Intervention de Françoise CHAMPEAUX

Tout au long de notre année de travail collaboratif nous avons pu débattre et échanger à partir de tout le matériel récupéré lors des conférences, rencontres, visites et tables rondes auxquelles nous avons pu participer. Ce qui nous a permis d’identifier au travers d’une analyse fine des contenus de l’ensemble des restitutions les faits et arguments saillants en lien avec notre controverse. Une façon de lui donner suffisamment de relief et de mettre en valeur les acteurs clés rencontrés. Pour comprendre la genèse d’une controverse, il est toujours intéressant de revenir à l’origine de notre aventure profondément liée à la typologie de notre groupe multiculturel en termes d’idées, de vécu, de sensibilité et de vision des choses autour d’une thème commun « L’impact du numérique » dans l’évolution du monde économique et du travail et ce au travers d’un programme concocté par l’INTEFP. En ce qui nous concerne, nous nous concentrerons sur les données, arguments et divers questionnements directement liés à la mutation des modèles économiques et laisserons le soin aux autres groupes de récupérer les informations liés à leur propre controverse. Nous vous proposons de reprendre les différentes étapes de notre aventure commune, module par module car nous pensons y déceler une forme de chronologie induite par la teneur et le contenu de ceux-ci … de la découverte du phénomène à la prise de conscience collective.

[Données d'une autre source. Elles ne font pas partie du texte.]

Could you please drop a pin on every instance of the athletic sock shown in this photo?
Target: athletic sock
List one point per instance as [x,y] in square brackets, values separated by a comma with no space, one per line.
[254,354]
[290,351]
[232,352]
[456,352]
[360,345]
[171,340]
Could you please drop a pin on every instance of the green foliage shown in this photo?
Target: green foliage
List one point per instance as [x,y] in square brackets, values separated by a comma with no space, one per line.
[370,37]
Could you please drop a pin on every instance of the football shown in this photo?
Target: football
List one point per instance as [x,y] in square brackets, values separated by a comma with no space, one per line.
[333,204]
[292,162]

Le travailleur des plateformes fait-il « exploser » le modèle binaire salarié/indépendant que l’on connaît ou va-t-il imposer un nouveau modèle ?

 

L’enjeu est de taille : il s’agit d’appliquer le code du travail et le régime de sécurité sociale. Le statut du travailleur peut intervenir par le droit (c’est le cas en France avec la loi Travail et la loi Mobilité), ou par la jurisprudence, le juge ne pouvant toutefois créer de nouvelles catégories juridiques.

 

Dans les faits, le juge, au fil du temps, a retenu une définition relativement étroite du contrat de travail comme étant « celui par lequel une personne physique s’engage à travailler pour le compte d’une autre personne sous la subordination de laquelle elle se place moyennant une rémunération ». L’employeur dispose selon lui dans cette relation d’un pouvoir de direction, de contrôle et de sanction. Sur cette base, le juge va alors travailler à rechercher des faisceaux d’indices et apprécier les conditions d’exécution de la relation de travail.

 

Dans l’affaire des travailleurs indépendants du service de livraison de repas Take It Easy, l’avocate générale a ainsi « dépecée » la relation de travail pour matérialiser des demandes de respect d’horaires, de consignes, l’existence de sanctions, l’intégration à une équipe de travail salarié, la localisation dans les locaux de l’entreprise et la fourniture de matériels et d’équipements. La cour d’appel de Paris a estimé qu’il n’y avait pas de lien de subordination car les livreurs étaient à ses yeux libres de ne pas travailler. Pour la chambre sociale de la Cour de Cassation en revanche ce lien existait bel et bien. Elle a considéré comme constitué un pouvoir de contrôle et de sanction de la plateforme sur ses livreurs indépendants et requalifié la relation de travail.

 

Pour Françoise Champeaux, l’affaire d’un chauffeur Uber contre la plateforme de VTC pourrait ouvrir pour la suite davantage de perspectives pour le juge. En effet, la Cour de Cassation pourrait saisir la Cour de Justice Européenne afin de savoir si les travailleurs des plateformes relèvent des directives européennes sur le travail, la santé et sécurité au travail. En cas de réponse positive, elles s’appliqueront aux travailleurs des plateformes en ce qui concerne le temps de travail notamment. L’occasion alors pour le juge de construire quasiment tout seul un tiers statut.

Françoise CHAMPEAUX

 

Juriste et rédactrice en chef de la Semaine Sociale Lamy, revue spécialisée sur l’actualité juridique et sociale après avoir été chargée de cours à l’école de droit de La Sorbonne à Paris. Elle est notamment l’auteure de « Derniers recours », paru en 2012 et co-écrit avec Sandrine Foulon où elle analysait le combat des salariés licenciés pour obtenir justice et faire valoir leurs droits. Elle a été auditrice de la 36ème session nationale.